For eleven year old Melissa, who has the rare liver condition, biliary hyperplasia, the first time she met other young people with a liver condition was at CLDF’s Chocolate and Pottery Day in Worcester.
“I had never been to a CLDF event and didn’t know what to expect but it was great fun,” says Melissa. “The best bit was building models out of chocolate and meeting other children who have liver disease like me.
“Then a few months later, when my mum and dad went to the conference, I went to Drayton Manor. That was even better. I met more new friends and was able to spend the whole day with them. It was a really exciting day – there were so many rides to choose from.
I am definitely looking forward to my next CLDF event. I have lots of friends at school but it’s great to meet people who really understand what it’s like to have a liver disease”
Melissa with her parents, Julie and Garfield
Melissa’s mum, Julie says: “Because liver disease is so rare, it’s good to know that there is a reliable source of information out there.

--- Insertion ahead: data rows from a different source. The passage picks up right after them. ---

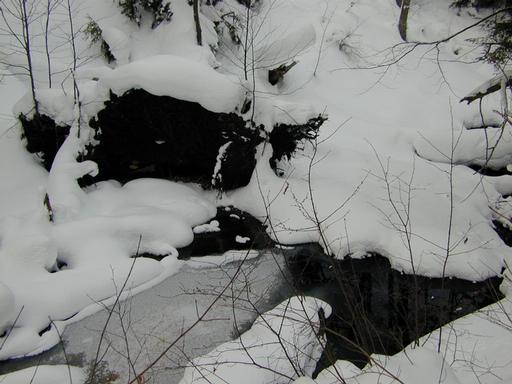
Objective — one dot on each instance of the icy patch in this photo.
(281, 343)
(95, 239)
(242, 239)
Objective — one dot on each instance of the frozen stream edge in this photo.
(155, 317)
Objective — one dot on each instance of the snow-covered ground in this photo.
(380, 179)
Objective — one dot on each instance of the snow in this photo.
(383, 159)
(242, 239)
(169, 75)
(45, 374)
(279, 344)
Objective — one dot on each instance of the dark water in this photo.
(377, 309)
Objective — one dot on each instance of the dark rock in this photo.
(377, 309)
(143, 135)
(286, 138)
(43, 136)
(277, 74)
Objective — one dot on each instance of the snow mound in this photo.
(168, 75)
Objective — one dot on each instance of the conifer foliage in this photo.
(135, 9)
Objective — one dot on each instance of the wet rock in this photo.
(377, 309)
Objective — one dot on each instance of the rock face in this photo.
(139, 134)
(43, 136)
(142, 135)
(6, 308)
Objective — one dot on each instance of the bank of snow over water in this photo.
(184, 79)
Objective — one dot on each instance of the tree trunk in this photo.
(402, 22)
(198, 25)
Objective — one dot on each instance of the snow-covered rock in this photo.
(184, 79)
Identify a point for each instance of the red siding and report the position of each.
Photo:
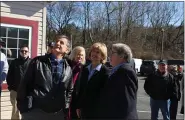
(23, 22)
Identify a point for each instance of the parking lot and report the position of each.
(142, 104)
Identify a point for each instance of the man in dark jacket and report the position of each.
(174, 100)
(160, 86)
(119, 95)
(3, 50)
(45, 91)
(15, 74)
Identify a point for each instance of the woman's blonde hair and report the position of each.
(102, 48)
(75, 51)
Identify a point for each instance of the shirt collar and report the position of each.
(98, 67)
(116, 67)
(53, 57)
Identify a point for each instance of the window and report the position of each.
(15, 36)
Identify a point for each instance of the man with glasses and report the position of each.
(46, 89)
(15, 74)
(160, 86)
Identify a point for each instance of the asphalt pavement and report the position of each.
(143, 106)
(143, 103)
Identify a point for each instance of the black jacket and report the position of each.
(160, 87)
(119, 95)
(177, 78)
(45, 94)
(16, 72)
(89, 91)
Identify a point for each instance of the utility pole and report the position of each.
(162, 42)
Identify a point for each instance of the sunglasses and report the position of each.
(22, 51)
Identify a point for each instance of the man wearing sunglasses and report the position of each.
(160, 86)
(15, 74)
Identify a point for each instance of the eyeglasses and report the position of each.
(22, 51)
(112, 52)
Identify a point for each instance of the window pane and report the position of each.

Melissa moved to senior school this year and being able to give her new school an education pack helped me feel more confident about the move. We found the national conference really informative and of course it’s always good to meet other parents in our situation.
“Most of all , though, as Melissa grows up and has to manage her liver condition for herself, it’s important that she knows she is not alone. So I am so pleased she has made new friends through CLDF and am looking forward to her being able to try out new experiences with them as she gets older.”